The Russia-linked actor APT28 exploited a Microsoft Office security bypass tracked as CVE-2026-21509 to deliver malware in Ukraine, Slovakia and Romania on January 29, 2026 as part of Operation Neusploit, a Zscaler technical analysis observed.
KEY FACTS
- Incident APT28 exploited CVE-2026-21509 to deliver malware
- Targets Users in Ukraine, Slovakia and Romania
- Payloads MiniDoor email stealer and PixyNetLoader leading to Covenant Grunt
- Observed Exploitation seen on January 29, 2026
The exploit is delivered via a specially crafted Office file, typically an RTF that triggers the security feature bypass. The attack chain uses two distinct droppers that either install an Outlook email stealer named MiniDoor or a loader called PixyNetLoader that installs additional components.
MiniDoor is a C++ DLL that exfiltrates emails from Inbox, Junk and Drafts folders and forwards them to two hard coded addresses, listed as ahmeclaw2002@outlook[.]com and ahmeclaw@proton[.]me. The report assesses MiniDoor as a reduced version of the NotDoor family.
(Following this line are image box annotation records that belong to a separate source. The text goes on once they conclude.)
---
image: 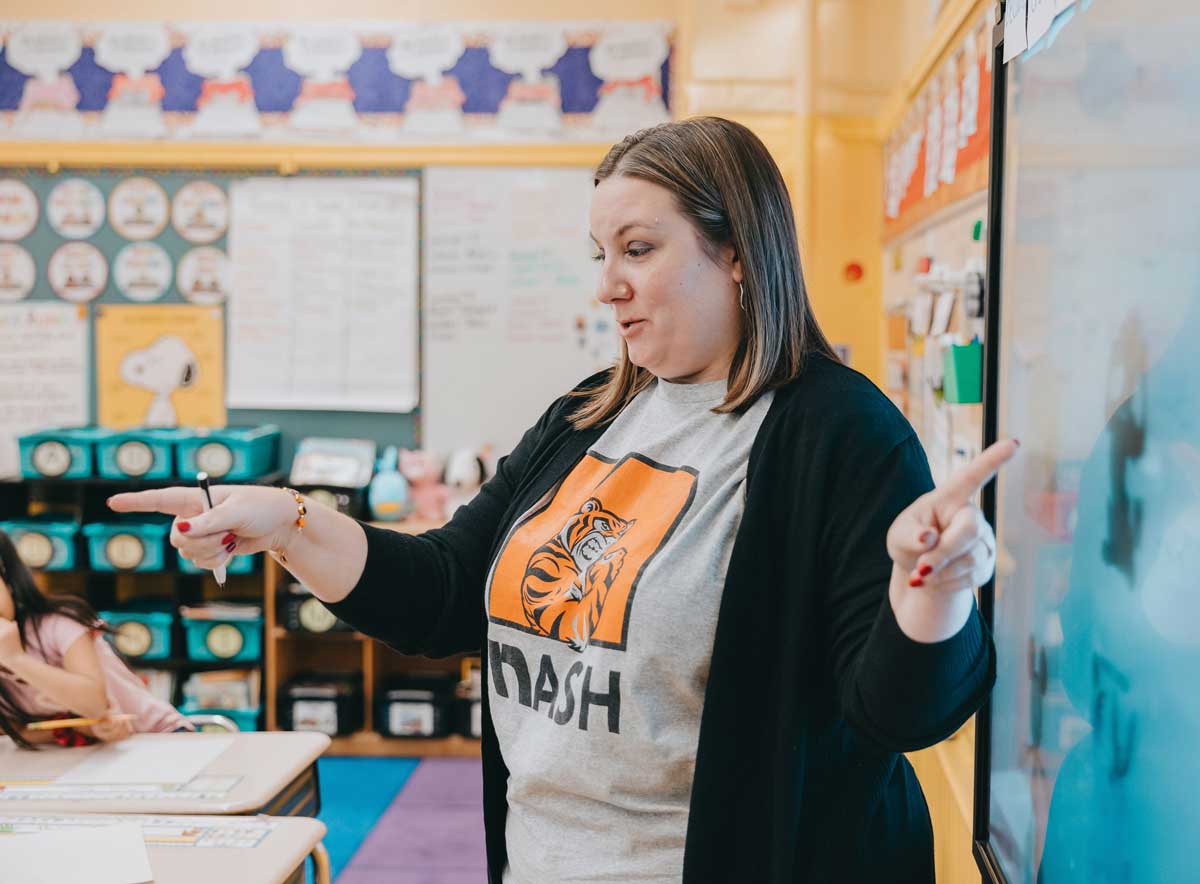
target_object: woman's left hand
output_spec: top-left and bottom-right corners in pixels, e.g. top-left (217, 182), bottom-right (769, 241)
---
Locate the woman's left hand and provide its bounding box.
top-left (888, 439), bottom-right (1020, 594)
PixyNetLoader extracts embedded files including a shellcode loader named EhStoreShell.dll and an image called SplashScreen.png. The loader parses shellcode hidden inside the image with steganography and activates only when executed by explorer.exe and when the host does not appear to be an analysis environment. Execution and persistence use COM object hijacking and DLL proxying techniques, according to the report.
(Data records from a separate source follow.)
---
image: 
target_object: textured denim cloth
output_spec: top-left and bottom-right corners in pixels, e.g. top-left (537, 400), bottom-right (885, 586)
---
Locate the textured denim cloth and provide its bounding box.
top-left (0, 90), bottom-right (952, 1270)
A CERT-UA advisory links the same exploitation to Word lure documents that targeted more than 60 email addresses at central executive authorities and shows one lure document metadata dated January 27, 2026. The final payload in the chain is a Grunt implant from the open source Covenant framework.
WHY IT MATTERS
The campaign demonstrates rapid weaponization of a newly disclosed Office flaw to steal email and establish persistent command and control. Affected organizations should ensure Office updates are applied and investigate unusual WebDAV or DLL activity.